2017 hast du zusammen mit Paul Rosenberg das Buch „The New Age of Intelligence“ veröffentlicht, in dem ihr argumentiert, dass massenhafte Spionage und Beeinflussung eigentlich der neue Normalzustand sind, befeuert durch Technologien wie Big Data, Machine Learning und Predictive Analytics. Nur dass es sich bei den Hauptakteuren inzwischen um internationale Konzerne und nicht mehr – wie früher – Nationalstaaten handelt. Wie kam es zu dem Buch?
Smuggler: Dadurch dass wir Kommunikationsschutz für alle möglichen Menschen gemacht haben, haben wir über die Jahre natürlich auch das eine oder andere gesehen und erlebt. In unserer Arbeit war es immer sehr wichtig, Leute zu schützen, die konkrete Gegner hatten und abgehört, verfolgt oder gestalkt worden sind. Aber in den letzten zehn bis fünfzehn Jahren haben wir dann zunehmend erkannt, wie die Methoden, die vorher nur einzelne Ziele betrafen, massiv verallgemeinert worden sind. Es hört sich vielleicht ein bisschen extrem an, aber ich glaube, dass wir gerade eine Art technologisch automatisierte Zersetzung der Gesellschaft erleben, also eine Zersetzung in der Bedeutung der geheimdienstlichen Methode durch Überwachung, automatische Feedback-Loops und individualisierte Darstellungen von Daten und Nachrichten.
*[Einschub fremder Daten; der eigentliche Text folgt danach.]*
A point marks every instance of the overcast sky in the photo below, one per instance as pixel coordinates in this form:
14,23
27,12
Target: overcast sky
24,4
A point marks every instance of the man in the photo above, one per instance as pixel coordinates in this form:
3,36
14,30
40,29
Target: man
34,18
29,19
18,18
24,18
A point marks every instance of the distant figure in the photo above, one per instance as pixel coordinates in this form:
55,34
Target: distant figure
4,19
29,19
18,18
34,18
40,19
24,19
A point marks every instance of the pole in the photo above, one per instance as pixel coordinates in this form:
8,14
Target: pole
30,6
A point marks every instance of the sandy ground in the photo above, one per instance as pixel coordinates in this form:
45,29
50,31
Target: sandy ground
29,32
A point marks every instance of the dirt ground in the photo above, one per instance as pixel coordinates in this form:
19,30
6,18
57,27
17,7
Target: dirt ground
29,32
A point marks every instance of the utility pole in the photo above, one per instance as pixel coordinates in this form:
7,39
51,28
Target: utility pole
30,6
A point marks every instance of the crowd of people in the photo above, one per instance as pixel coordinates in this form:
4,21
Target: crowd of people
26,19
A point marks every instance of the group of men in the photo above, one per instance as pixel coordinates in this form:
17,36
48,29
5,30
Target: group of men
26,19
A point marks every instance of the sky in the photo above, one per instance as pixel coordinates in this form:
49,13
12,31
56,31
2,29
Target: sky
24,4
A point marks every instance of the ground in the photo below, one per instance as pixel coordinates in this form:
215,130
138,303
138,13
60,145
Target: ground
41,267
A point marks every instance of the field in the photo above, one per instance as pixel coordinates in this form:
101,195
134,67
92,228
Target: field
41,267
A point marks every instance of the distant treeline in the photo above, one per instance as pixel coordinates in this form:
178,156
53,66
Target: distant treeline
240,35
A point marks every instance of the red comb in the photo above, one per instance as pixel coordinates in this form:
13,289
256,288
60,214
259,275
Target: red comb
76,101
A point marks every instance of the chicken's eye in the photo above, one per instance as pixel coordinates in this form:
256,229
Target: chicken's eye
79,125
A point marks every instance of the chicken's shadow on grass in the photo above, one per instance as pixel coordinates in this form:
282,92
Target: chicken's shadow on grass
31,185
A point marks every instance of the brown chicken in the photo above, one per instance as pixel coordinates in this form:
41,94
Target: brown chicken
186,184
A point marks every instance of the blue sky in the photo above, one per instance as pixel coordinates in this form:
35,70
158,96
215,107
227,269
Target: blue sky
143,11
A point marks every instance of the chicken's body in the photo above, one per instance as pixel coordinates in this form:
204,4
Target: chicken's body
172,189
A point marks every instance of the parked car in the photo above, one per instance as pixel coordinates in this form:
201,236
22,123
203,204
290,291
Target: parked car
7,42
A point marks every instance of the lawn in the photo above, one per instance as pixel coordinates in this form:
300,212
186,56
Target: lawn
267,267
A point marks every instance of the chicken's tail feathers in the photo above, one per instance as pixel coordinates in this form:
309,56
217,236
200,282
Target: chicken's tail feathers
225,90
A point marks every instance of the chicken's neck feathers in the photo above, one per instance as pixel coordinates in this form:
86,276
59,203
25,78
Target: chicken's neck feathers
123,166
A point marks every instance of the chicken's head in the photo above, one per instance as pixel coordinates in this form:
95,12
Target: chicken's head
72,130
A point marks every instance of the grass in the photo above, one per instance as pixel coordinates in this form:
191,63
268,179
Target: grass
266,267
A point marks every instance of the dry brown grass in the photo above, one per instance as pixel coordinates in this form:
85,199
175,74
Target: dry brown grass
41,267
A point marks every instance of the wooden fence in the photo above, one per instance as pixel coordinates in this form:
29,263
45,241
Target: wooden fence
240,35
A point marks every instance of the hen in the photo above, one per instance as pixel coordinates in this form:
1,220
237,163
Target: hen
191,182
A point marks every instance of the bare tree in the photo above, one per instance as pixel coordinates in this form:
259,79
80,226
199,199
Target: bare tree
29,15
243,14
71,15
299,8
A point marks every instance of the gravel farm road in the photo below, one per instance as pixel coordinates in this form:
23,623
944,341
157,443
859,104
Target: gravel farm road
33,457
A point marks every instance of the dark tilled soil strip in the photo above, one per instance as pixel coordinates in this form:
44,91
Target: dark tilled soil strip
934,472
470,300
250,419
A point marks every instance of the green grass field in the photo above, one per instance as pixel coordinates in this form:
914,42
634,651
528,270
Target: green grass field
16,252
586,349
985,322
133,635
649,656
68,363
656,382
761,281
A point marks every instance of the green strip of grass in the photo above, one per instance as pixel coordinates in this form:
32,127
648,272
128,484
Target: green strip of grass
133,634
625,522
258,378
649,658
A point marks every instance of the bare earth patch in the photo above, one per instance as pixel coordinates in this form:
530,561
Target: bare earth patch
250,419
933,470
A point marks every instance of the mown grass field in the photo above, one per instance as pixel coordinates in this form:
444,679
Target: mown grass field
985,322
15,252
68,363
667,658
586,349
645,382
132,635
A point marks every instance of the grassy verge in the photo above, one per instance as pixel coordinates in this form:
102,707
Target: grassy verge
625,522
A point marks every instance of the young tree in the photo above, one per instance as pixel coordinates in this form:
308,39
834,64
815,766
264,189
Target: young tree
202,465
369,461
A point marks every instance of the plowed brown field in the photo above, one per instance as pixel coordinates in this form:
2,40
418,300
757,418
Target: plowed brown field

Und Tatsache ist, dass diese neuen individuellen „Wahrnehmungsmaschinen“ zum größten Teil durch große Unternehmen gebaut und genutzt werden.
Ich gebe mal ein Beispiel: Die Radikalisierung von Leuten. Es gibt diesen Witz, dass man im Prinzip nur eine halbe Stunde YouTube auf Autoplay laufen lassen muss und man wird zum Flat-Earther. Das ist zwar nur ein Witz, aber da steckt viel Wahrheit drin. Da die ganzen Algorithmen in den sozialen Medien engagement-orientiert sind, gewinnen wir eine Perspektive der Welt, die relativ extrem ist. Und viele Leute sind dafür sehr anfällig. Gleichzeitig führen die Feedback-Loops dazu, dass es keine gemeinsame Sicht mehr auf die Welt gibt, sondern stark individualisierte Bubbles entstehen, die nicht wirklich unter unserer Kontrolle liegen. Und das führt zu einer Zerfledderung von Communities. Es führt dazu, dass es immer schwieriger wird, über Wahrheiten zu reden, dass Konflikte stärker werden, weil die Polarisierung zunimmt. Und es führt dazu, dass die Autonomie der Menschen geschwächt wird, weil ihre Wahrnehmung verengt stattfindet.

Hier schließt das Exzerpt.